A surge in cases during the COVID-19 pandemic “was no coincidence,” says Hannah Neprash, an assistant professor of health policy and management at the University of Minnesota. “It was very much a conscious decision on the part of ransomware actors to take advantage of the fact that the health care system was pretty overwhelmed.”
Says John Riggi, the American Hospital Association’s national adviser for cybersecurity and risk, the federal government’s efforts “created a tremendous amount of cyber risk exposure with all this technology that was deployed. So now we’re left with the responsibility to protect the networks and technology that we were incentivized to implement.” It is being left to hospitals and health companies to upgrade systems “to repel these attacks that can delay care, jeopardize patient safety and cost millions to recover from.”
To their credit, the FBI has had some success in countering attacks. “In January, the Justice Department announced the takedown of the Hive ransomware group that had targeted more than 1,500 victims, including hospitals, schools and businesses,” reports USA Today. The report goes on to say that “by entering Hive’s computer systems, authorities captured encryption keys and gave them to 300 entities that were under attack.” According to officials, “the Hive group had already extracted more than $100 million in ransom from victims around the globe, but a federal campaign halted its attempt to extort an additional $130 million.
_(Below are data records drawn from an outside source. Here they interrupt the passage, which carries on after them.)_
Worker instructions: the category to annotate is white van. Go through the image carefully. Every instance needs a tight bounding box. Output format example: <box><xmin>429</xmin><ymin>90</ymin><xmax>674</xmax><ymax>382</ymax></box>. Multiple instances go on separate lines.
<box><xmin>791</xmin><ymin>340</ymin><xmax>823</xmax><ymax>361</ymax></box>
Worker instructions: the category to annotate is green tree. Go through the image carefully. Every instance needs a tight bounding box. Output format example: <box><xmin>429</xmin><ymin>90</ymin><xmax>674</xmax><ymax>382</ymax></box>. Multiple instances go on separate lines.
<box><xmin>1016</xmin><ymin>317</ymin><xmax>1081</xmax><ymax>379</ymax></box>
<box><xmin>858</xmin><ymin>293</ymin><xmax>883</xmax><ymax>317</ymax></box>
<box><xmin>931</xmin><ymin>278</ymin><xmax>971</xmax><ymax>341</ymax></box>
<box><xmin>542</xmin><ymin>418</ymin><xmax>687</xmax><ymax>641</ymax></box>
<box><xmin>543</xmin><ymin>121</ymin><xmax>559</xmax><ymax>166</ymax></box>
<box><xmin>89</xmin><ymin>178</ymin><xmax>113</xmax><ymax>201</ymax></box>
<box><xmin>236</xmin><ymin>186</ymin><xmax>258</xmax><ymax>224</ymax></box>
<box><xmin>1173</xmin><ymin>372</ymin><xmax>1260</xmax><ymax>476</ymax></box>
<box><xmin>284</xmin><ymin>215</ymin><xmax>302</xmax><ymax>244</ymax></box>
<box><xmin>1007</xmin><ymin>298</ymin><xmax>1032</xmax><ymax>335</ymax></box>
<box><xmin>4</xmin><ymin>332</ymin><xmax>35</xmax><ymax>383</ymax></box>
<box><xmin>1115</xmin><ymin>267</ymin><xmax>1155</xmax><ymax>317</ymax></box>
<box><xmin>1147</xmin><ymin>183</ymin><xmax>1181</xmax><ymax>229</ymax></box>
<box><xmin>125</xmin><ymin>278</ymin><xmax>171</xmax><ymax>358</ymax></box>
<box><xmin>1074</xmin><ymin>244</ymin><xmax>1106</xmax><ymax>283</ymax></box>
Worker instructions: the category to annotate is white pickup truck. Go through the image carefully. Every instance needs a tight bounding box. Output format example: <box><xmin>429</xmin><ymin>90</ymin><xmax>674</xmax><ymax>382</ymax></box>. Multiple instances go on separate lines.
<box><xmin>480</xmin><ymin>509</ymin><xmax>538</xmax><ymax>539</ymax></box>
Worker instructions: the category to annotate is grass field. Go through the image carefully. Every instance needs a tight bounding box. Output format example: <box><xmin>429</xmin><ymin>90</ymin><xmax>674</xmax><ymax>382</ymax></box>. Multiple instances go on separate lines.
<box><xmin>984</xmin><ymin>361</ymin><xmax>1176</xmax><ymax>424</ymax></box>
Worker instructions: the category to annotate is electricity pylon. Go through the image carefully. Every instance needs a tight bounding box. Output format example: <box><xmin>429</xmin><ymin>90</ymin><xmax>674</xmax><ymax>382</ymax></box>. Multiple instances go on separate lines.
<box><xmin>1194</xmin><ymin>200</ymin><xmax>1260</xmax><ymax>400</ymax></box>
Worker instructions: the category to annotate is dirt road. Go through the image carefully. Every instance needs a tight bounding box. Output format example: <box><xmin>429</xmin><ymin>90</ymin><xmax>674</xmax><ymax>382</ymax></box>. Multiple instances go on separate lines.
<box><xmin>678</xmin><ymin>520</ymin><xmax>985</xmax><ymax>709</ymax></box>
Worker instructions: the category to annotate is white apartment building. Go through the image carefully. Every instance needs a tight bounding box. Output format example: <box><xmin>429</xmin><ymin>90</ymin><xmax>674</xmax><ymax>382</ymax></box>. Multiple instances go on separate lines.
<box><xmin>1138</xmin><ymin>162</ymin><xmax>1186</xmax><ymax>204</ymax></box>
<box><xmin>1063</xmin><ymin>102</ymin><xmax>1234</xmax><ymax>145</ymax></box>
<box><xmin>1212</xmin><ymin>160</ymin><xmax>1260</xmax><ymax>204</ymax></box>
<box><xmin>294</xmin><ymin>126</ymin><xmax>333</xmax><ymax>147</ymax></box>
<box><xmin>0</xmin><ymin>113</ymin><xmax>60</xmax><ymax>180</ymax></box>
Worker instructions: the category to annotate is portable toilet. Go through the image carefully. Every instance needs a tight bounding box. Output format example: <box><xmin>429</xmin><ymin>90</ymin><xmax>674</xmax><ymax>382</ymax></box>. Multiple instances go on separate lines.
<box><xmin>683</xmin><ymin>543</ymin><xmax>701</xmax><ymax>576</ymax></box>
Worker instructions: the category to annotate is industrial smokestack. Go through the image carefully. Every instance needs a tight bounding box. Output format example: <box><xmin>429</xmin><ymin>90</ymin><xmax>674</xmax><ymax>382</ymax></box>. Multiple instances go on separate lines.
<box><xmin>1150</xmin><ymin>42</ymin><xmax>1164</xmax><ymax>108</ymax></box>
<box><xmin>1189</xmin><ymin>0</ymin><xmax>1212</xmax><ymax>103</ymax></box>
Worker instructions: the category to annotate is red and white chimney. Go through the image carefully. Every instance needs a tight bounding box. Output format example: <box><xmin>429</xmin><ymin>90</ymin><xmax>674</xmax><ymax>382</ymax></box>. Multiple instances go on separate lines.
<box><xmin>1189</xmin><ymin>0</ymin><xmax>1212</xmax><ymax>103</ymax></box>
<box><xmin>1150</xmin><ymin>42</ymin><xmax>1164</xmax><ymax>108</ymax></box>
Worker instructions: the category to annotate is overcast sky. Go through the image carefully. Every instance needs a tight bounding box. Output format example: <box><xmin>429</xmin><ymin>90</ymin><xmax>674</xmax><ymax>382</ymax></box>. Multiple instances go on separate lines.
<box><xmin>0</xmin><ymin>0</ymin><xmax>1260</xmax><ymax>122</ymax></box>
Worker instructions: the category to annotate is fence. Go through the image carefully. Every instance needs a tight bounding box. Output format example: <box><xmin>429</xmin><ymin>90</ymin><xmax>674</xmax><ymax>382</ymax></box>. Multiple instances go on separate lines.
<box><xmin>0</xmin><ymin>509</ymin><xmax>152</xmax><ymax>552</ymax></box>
The Justice Department did not announce any arrests nor did it reveal the location of the individuals behind the ransomware attacks.” It is pointed out that these cases are often hard to prosecute “because hackers are often located in nations unwilling to cooperate and extradite the individuals to the United States.”
In the end, the responsibility for repelling the attacks rests with hospitals, health insurers and other health entities who must build robust defenses and train staff to be aware of such threats, says the report. “These attacks often come from a phishing email that count on an unwitting employee to click a link that delivers ransomware to the health system’s computers,” they say.
The Department of Health and Human Services must publicly report data breaches of protected health information affecting 500 or more people. “Those large breaches increased from 663 in 2020 to 714 in 2021 … Hacking accounts for 80% of the large breaches the federal agency has received,” says USA Today.